Format: Streaming video from Tubi TV on the new internet machine.
When it comes to summer camp movies, there are a few movies that immediately spring to mind. For comedy lovers, Meatballs might be the go-to. I’d put forward Addams Family Values as the best movie with summer camp scenes, but some might suggest Heavyweights or Moonrise Kingdom. Horror fans are almost certainly going to reflexively name Friday the 13th as their first choice, but here will be a subset that instead goes with Sleepaway Camp.
If you’ve seen this movie, you know why this is the case. If you haven’t seen this movie, you’ve almost certainly heard of its reputation. For me, Sleepaway Camp has been a whole in my viewing history, and for a horror fan, one of the biggest holes I’ve had. And, honestly, I can’t say it lived up to the hype until the last few moments. Again, if you know the movie, you know what I mean.

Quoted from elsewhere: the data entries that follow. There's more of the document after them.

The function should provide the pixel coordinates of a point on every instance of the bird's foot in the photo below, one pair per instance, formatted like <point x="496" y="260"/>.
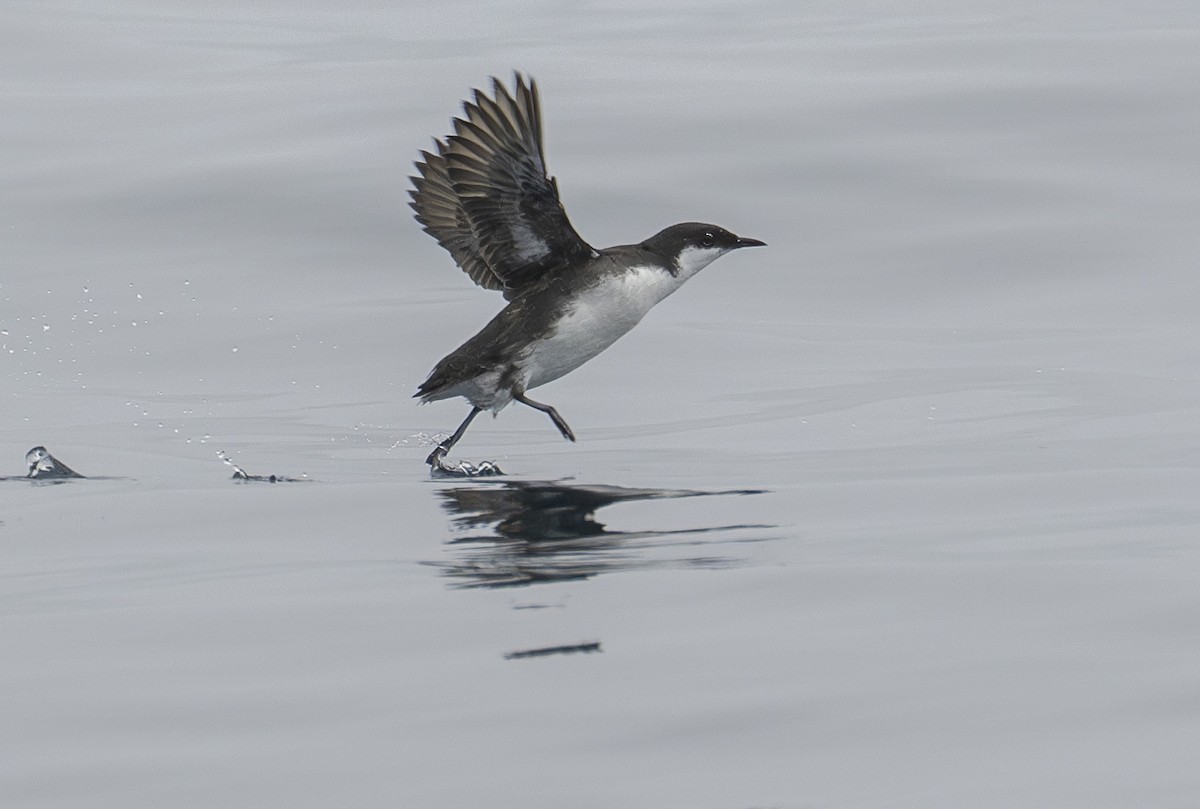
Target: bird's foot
<point x="442" y="468"/>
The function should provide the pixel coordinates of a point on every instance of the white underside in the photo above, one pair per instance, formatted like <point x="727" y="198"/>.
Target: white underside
<point x="597" y="319"/>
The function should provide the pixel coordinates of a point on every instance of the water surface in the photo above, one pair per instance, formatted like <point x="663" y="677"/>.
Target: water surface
<point x="899" y="511"/>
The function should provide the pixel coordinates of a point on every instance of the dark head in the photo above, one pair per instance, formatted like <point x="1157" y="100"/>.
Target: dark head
<point x="691" y="246"/>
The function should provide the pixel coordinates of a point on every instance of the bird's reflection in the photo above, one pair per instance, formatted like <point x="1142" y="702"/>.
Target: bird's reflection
<point x="532" y="532"/>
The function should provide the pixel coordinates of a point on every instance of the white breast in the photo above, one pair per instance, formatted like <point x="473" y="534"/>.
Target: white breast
<point x="599" y="316"/>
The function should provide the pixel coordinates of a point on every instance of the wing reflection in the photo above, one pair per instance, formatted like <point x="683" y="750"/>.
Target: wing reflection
<point x="533" y="532"/>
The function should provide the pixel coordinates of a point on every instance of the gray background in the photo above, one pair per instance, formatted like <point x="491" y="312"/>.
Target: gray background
<point x="964" y="370"/>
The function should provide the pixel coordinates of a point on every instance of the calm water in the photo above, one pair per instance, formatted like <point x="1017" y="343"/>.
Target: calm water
<point x="898" y="511"/>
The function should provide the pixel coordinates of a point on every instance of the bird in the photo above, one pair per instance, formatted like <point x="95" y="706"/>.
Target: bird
<point x="485" y="195"/>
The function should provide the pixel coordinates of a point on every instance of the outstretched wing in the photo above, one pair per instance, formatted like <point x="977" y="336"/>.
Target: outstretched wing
<point x="486" y="197"/>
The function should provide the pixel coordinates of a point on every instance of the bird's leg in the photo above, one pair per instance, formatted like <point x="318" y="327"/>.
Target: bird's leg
<point x="563" y="427"/>
<point x="436" y="456"/>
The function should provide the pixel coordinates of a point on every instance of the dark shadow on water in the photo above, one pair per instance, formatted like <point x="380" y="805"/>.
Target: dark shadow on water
<point x="520" y="533"/>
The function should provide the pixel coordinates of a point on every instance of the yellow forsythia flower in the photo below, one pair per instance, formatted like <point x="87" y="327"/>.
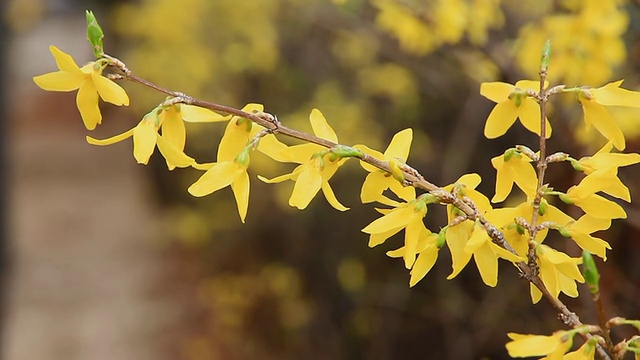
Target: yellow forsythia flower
<point x="584" y="195"/>
<point x="232" y="162"/>
<point x="427" y="251"/>
<point x="316" y="166"/>
<point x="512" y="103"/>
<point x="377" y="180"/>
<point x="558" y="271"/>
<point x="594" y="102"/>
<point x="554" y="346"/>
<point x="89" y="82"/>
<point x="517" y="169"/>
<point x="146" y="137"/>
<point x="407" y="216"/>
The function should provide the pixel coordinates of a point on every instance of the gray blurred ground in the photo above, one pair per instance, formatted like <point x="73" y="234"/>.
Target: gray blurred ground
<point x="84" y="255"/>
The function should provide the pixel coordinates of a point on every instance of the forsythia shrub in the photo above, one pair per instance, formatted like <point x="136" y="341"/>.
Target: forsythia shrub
<point x="476" y="228"/>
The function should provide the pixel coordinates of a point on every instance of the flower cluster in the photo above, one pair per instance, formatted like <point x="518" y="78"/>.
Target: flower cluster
<point x="474" y="229"/>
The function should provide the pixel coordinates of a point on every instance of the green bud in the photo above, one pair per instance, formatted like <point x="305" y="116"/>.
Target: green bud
<point x="442" y="238"/>
<point x="542" y="209"/>
<point x="509" y="153"/>
<point x="95" y="35"/>
<point x="546" y="56"/>
<point x="590" y="271"/>
<point x="564" y="232"/>
<point x="243" y="157"/>
<point x="576" y="164"/>
<point x="343" y="151"/>
<point x="565" y="199"/>
<point x="396" y="171"/>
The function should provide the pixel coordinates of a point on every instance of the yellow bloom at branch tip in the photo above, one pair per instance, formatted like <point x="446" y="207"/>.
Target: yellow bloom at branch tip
<point x="594" y="103"/>
<point x="89" y="82"/>
<point x="554" y="346"/>
<point x="377" y="181"/>
<point x="559" y="273"/>
<point x="584" y="195"/>
<point x="427" y="250"/>
<point x="146" y="138"/>
<point x="517" y="169"/>
<point x="315" y="168"/>
<point x="407" y="216"/>
<point x="512" y="103"/>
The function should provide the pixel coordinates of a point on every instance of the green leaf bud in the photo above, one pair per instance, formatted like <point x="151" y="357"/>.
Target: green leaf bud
<point x="343" y="151"/>
<point x="95" y="35"/>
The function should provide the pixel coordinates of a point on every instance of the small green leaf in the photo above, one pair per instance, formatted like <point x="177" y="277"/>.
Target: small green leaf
<point x="95" y="35"/>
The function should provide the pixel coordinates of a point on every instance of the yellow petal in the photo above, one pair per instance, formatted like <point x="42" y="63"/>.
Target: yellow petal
<point x="331" y="197"/>
<point x="500" y="119"/>
<point x="496" y="91"/>
<point x="612" y="95"/>
<point x="233" y="141"/>
<point x="240" y="187"/>
<point x="64" y="61"/>
<point x="174" y="157"/>
<point x="529" y="114"/>
<point x="196" y="114"/>
<point x="321" y="127"/>
<point x="60" y="81"/>
<point x="219" y="176"/>
<point x="109" y="91"/>
<point x="111" y="140"/>
<point x="423" y="264"/>
<point x="173" y="130"/>
<point x="87" y="103"/>
<point x="400" y="145"/>
<point x="144" y="140"/>
<point x="307" y="186"/>
<point x="599" y="207"/>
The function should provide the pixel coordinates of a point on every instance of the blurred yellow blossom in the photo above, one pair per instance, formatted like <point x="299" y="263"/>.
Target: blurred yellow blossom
<point x="594" y="102"/>
<point x="513" y="103"/>
<point x="554" y="346"/>
<point x="89" y="82"/>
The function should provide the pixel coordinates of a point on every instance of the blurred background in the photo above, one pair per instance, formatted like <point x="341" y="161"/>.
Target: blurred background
<point x="107" y="259"/>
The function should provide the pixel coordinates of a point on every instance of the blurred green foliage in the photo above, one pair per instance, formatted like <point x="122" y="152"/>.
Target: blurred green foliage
<point x="303" y="285"/>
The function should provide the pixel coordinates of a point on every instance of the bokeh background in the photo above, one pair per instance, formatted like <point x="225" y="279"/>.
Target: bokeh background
<point x="107" y="259"/>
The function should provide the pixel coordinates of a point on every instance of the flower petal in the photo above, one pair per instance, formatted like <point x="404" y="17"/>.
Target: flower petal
<point x="219" y="176"/>
<point x="144" y="140"/>
<point x="60" y="81"/>
<point x="87" y="103"/>
<point x="500" y="119"/>
<point x="109" y="91"/>
<point x="240" y="187"/>
<point x="496" y="91"/>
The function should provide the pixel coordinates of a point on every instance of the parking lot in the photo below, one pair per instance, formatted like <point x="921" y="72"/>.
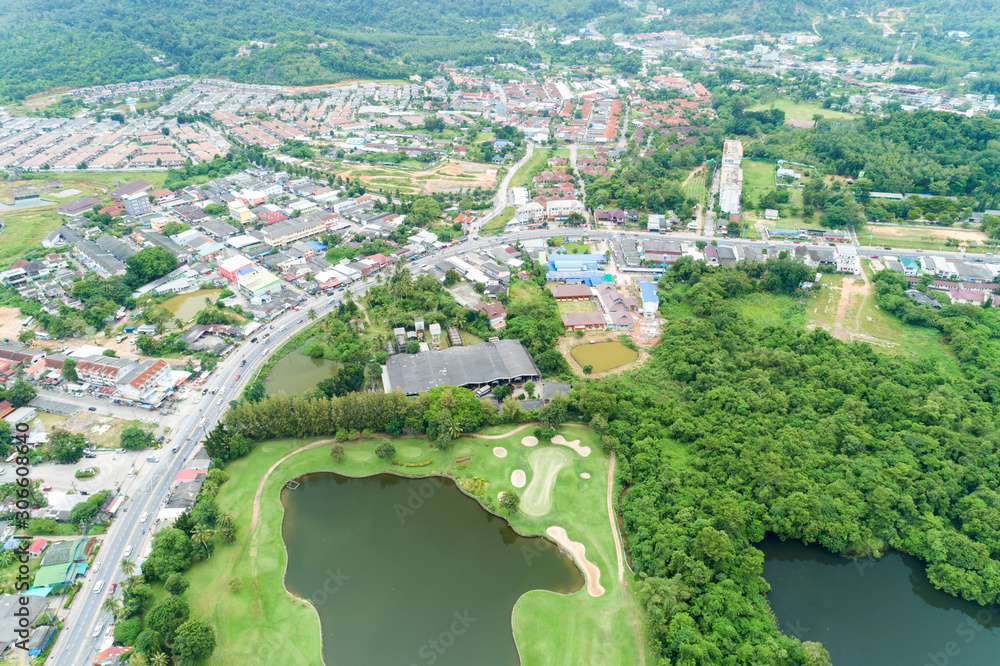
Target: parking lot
<point x="112" y="472"/>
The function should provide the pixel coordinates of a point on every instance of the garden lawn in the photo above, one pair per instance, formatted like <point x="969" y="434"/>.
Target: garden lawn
<point x="262" y="623"/>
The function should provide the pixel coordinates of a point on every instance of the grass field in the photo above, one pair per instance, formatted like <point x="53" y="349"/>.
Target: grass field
<point x="262" y="623"/>
<point x="496" y="225"/>
<point x="25" y="228"/>
<point x="531" y="168"/>
<point x="799" y="111"/>
<point x="923" y="238"/>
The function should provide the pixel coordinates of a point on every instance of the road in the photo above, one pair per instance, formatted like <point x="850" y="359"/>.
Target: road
<point x="147" y="494"/>
<point x="77" y="644"/>
<point x="501" y="201"/>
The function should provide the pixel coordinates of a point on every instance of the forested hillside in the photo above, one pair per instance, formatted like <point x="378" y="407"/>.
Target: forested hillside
<point x="48" y="43"/>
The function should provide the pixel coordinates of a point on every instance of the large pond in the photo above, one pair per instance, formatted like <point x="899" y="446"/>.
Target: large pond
<point x="875" y="611"/>
<point x="186" y="306"/>
<point x="296" y="373"/>
<point x="604" y="355"/>
<point x="411" y="571"/>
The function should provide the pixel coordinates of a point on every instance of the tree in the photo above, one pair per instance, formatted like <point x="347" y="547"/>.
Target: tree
<point x="176" y="584"/>
<point x="134" y="438"/>
<point x="510" y="501"/>
<point x="337" y="452"/>
<point x="194" y="642"/>
<point x="147" y="265"/>
<point x="21" y="393"/>
<point x="202" y="535"/>
<point x="69" y="370"/>
<point x="385" y="450"/>
<point x="167" y="616"/>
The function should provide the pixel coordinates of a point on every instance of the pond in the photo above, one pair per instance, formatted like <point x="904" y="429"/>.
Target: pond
<point x="604" y="355"/>
<point x="411" y="571"/>
<point x="186" y="306"/>
<point x="875" y="611"/>
<point x="296" y="373"/>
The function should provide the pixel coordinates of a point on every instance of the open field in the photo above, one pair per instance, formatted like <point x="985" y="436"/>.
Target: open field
<point x="496" y="225"/>
<point x="533" y="167"/>
<point x="262" y="623"/>
<point x="448" y="176"/>
<point x="846" y="308"/>
<point x="923" y="238"/>
<point x="26" y="227"/>
<point x="800" y="111"/>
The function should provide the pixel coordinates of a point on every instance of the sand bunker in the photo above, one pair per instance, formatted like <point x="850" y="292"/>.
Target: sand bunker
<point x="575" y="445"/>
<point x="545" y="466"/>
<point x="518" y="478"/>
<point x="579" y="553"/>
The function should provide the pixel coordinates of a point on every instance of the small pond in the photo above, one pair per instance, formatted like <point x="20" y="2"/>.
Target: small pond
<point x="296" y="373"/>
<point x="411" y="571"/>
<point x="875" y="611"/>
<point x="186" y="306"/>
<point x="603" y="355"/>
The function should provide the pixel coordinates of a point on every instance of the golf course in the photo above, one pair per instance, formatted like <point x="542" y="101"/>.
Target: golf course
<point x="565" y="493"/>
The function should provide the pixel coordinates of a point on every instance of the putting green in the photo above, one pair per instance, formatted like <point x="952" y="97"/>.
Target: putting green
<point x="545" y="465"/>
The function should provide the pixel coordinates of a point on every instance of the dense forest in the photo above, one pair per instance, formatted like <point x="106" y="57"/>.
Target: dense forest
<point x="49" y="43"/>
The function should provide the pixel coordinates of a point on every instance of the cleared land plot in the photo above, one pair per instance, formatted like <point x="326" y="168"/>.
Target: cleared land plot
<point x="797" y="111"/>
<point x="924" y="238"/>
<point x="448" y="176"/>
<point x="531" y="168"/>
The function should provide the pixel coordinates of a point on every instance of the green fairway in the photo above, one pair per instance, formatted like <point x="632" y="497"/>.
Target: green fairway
<point x="263" y="623"/>
<point x="800" y="111"/>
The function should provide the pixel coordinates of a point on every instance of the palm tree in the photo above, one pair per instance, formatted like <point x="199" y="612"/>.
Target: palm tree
<point x="202" y="535"/>
<point x="112" y="605"/>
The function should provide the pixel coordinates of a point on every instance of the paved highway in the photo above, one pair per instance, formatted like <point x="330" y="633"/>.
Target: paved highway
<point x="87" y="624"/>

So, here’s the quick and dirty. John Baker (Dan Tursi) and his kids Peter (Frank Sorrentino) and Angela (Colette Lee Corcoran) are on the lake. An accident kills John and one of the kids, and the survivor is raised by John’s sister Martha (Desiree Gould). We move eight years into the future, and Martha, who is clearly missing several screws, a bolt, and some additional hardware, is sending Angela (Felissa Rose) and her son Ricky (Jonathan Tiersten) off to summer camp. Ricky has been before, but this will be Angela’s first time going. We learn very soon that Angela is disturbingly quiet. In fact, we don’t hear her first word until a good half hour or more into the film.
Anyway, the summer camp is pretty much the worst you can imagine of what summer camps are. The cook is openly a pedophile, for instance, and it seems like the main activity is kinds finding ways to bully each other. And soon, a series of accidents start to thin out the camp’s population. That pedophile cook is attacked and horribly burned by a giant pot of boiling water. Another kid is drowned in what is purported to be a boating accident. But as the body count rises, it becomes impossible to deny that there is a killer loose.
Look, I know that Sleepaway Camp is a beloved movie, but I have to be honest. It’s terrible in a lot of ways. It is one of the worst acted movies I have seen in a long time. It is almost an embarrassment to wooden things with how wooden most of these actors are. Aunt Martha in particular is bad local theater levels of terrible, enunciating things in odd ways, using strange mannerisms…it’s almost inexplicable. Most of the kids aren’t any better. Felissa Rose’s main acting trait is to open her eyes as wide as she can and stare straight ahead.
But I get the charm of this. It’s terrible in an entertaining way. It’s a slasher that, like a lot of the slashers that came before it, is much more suggestive of violence than actually showing us what happens. Oh, there’s going to be some blood, of course, but most of the actual violence takes place just off camera. And, like most slasher movies of the era, the kills are relatively standard—knives, arrows—but one in particular is particularly cruel and vicious, involving a curling iron placed really where someone wouldn’t want one placed.
But Sleepaway Camp is 80 minutes of terrible acting and hinted at bloody deaths to get to one staggering moment at the very end. I’m not going to reveal that here. You know exactly what I’m talking about or you know that there is a moment here that we are building up to.
There’s video out there of Patton Oswalt telling a story about seeing Jerry Maguire with his brother. His brother hated the movie and made that public at the end of the film. Oswalt comments that his favorite comedy is Jerry Maguire--a 90-minute build up to a single joke. Sleepaway Camp is that. It’s 80 minutes or so of build-up to one ridiculous moment of shock.
And, honestly, it works. I get it. I probably won’t watch it again anytime soon, but I get it.
Why to watch Sleepaway Camp: That ending is a classic.
Why not to watch: It is terribly acted.